The National University of Singapore (NUS) has established a research lab to look into cryptocurrencies and blockchain technology.
The think tank called ‘Cryptocurrency Strategy, Techniques, and Algorithms’ or CRYSTAL Centre will work on providing scientific clarity and rigour on the emerging technologies.
The research areas will include fundamentals of trading and analysis of cryptocurrencies, peer-to-peer network designs and applications.
It will also extend to scalable consensus protocols, verification and testing techniques, privacy-preserving tools and safe programming language design.
The lab has been founded by a team of NUS professors, including co-directors Prateek Saxena and Keith Carter. The lab also houses professors for program language design and verification, distributed computing algorithms, security and market economics.
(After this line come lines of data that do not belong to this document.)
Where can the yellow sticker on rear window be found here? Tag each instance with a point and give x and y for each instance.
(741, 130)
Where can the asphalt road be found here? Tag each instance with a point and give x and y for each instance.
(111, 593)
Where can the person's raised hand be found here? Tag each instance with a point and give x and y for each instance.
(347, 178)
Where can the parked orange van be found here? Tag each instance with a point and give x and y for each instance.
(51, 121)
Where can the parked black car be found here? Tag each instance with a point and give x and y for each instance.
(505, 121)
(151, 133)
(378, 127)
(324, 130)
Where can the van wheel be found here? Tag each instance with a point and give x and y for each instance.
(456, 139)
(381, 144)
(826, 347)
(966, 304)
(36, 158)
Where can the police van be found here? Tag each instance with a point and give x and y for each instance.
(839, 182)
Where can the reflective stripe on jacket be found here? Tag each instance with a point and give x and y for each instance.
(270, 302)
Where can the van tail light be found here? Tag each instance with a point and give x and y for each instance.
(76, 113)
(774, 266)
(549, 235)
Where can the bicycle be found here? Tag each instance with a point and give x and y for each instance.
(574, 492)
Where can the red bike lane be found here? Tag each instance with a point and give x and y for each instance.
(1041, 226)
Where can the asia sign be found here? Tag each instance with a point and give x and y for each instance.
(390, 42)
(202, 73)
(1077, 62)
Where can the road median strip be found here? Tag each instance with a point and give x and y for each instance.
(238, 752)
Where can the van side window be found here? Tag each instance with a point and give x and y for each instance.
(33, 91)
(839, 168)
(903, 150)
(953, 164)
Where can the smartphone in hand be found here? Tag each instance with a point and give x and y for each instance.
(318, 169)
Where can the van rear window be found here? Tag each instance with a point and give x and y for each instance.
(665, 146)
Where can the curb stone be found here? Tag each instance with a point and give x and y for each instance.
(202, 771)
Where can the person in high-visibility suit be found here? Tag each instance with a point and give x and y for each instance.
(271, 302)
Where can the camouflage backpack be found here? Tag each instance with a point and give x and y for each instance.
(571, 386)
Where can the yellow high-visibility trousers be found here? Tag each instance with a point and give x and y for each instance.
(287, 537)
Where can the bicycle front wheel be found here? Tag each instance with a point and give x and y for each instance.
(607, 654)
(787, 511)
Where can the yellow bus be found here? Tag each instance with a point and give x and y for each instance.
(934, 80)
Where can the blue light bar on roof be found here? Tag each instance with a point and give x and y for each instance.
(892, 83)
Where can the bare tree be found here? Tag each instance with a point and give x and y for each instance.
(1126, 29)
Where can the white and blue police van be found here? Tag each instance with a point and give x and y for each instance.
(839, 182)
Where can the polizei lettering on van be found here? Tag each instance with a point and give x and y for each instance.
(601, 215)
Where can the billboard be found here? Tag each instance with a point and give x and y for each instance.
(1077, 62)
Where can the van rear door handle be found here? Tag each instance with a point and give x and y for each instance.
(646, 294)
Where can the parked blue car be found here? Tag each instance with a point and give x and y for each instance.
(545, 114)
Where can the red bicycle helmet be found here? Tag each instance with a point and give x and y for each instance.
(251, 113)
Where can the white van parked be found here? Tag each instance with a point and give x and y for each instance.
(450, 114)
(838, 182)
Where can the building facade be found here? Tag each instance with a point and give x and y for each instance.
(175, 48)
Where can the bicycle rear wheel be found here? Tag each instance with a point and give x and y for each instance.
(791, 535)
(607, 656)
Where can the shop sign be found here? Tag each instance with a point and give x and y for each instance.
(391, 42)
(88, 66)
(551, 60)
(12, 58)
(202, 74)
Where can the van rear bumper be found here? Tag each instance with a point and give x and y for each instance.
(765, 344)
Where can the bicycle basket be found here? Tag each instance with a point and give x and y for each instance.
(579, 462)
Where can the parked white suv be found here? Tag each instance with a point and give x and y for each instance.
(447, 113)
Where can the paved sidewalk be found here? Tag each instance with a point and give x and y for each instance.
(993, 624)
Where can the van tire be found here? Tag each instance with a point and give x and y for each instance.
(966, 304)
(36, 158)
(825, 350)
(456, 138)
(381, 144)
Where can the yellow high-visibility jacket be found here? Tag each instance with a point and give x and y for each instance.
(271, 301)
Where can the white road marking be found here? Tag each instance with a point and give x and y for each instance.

According to an NUS statement, the founding team has already published several research papers on blockchain in the past two years.
In fact, previous research from CRYSTAL Centre’s founding team has led to the creation of companies in the blockchain and cryptocurrency space, including high throughput blockchain platform Zilliqa, decentralized liquidity network Kyber Network and enterprise blockchain company Anquan.
Zilliqa and Kyber Network are sponsoring the lab together with industry players NEO Global Capital, Quantstamp, Tateru, Chainfund, and the X-Order Institute.
‘We hope to make debates in the community more scientifically-grounded. The goal is improve interaction between those armed with intuition and those with scientific rigor,’ Saxena wrote in the statement.
‘We hope to draw attention to unforeseen scientific challenges, both near-term and long-term,’ he added.
Security continues to be a key issue for investors in cryptocurrencies amid high-profile hacks on exchanges and platforms.
While several private banks in Asia are experimenting with blockchain technology, and a growing number of high-net-worth individuals are investing in cryptocurrencies, they have all cited security as a major concern.